The latest Florida proposal – introduced on the first day of the legislative session – includes exceptions for pregnancies from rape or incest up to 15 weeks of pregnancy, but a patient must have a copy of a restraining order, police report, medical record or other court order or document as proof.
Legislation would also prevent state funds from supporting a patient who leaves the state to seek an abortion.
Sweeping anti-abortion restrictions across the deep South and neighbouring states – including total bans in Oklahoma, Arkansas, Missouri, Tennessee, Kentucky and West Virginia – means that access in the South is limited to Florida, North Carolina and South Carolina, where the state’s Supreme Court struck down a similar six-week ban earlier this year. Abortion providers in that state also do not perform abortions past 14 weeks of pregnancy.

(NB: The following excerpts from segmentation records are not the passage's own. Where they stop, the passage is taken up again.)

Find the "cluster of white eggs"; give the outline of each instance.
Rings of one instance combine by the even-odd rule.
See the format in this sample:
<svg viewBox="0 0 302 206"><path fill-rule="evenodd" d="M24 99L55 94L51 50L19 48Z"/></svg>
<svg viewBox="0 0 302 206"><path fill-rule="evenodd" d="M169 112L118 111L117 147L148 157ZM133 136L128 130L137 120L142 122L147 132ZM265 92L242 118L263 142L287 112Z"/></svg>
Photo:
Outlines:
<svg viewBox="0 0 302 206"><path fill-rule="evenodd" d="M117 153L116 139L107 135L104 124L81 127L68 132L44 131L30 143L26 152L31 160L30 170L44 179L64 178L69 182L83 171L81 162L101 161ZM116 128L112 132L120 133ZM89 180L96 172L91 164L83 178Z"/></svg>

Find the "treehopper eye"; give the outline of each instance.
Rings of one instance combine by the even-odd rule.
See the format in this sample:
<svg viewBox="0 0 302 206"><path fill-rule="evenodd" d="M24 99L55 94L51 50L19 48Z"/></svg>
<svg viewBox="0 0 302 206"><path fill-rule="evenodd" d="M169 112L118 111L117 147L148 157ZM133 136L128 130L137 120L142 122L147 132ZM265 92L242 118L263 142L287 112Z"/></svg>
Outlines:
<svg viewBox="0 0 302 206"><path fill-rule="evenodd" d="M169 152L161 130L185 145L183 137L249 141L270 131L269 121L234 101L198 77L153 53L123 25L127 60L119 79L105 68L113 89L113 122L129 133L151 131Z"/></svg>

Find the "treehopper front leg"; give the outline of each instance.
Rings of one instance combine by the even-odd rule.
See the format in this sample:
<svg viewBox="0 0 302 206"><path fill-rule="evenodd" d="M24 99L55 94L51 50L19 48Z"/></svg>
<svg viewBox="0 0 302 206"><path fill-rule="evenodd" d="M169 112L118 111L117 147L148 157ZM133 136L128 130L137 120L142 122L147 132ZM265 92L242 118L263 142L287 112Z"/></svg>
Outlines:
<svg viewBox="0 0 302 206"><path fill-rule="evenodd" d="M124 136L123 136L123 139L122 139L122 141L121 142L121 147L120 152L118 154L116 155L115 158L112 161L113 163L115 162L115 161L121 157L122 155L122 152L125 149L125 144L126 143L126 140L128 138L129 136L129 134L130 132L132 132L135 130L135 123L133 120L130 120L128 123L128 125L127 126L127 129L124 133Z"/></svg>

Democratic state Rep Fentrice Driskell, Florida’s House minority leader in the GOP-controlled legislature, condemned the DeSantis administration’s anti-abortion agenda in response to his state of the state address on 7 March.
“Women in Ron DeSantis’ Florida are now less safe and will be forced to live under what effectively will be an outright abortion ban,” she said in a statement on 13 April. “As we said over and over, six weeks is before most women even know they’re pregnant, and it’s long before many tests for the viability, safety, and health of both the mother and fetus.”
Decisions about abortion care “should be between a woman and her doctor, family, and faith,” she added.
“She does not need Tallahassee politicians invading her right to privacy and taking that right away.”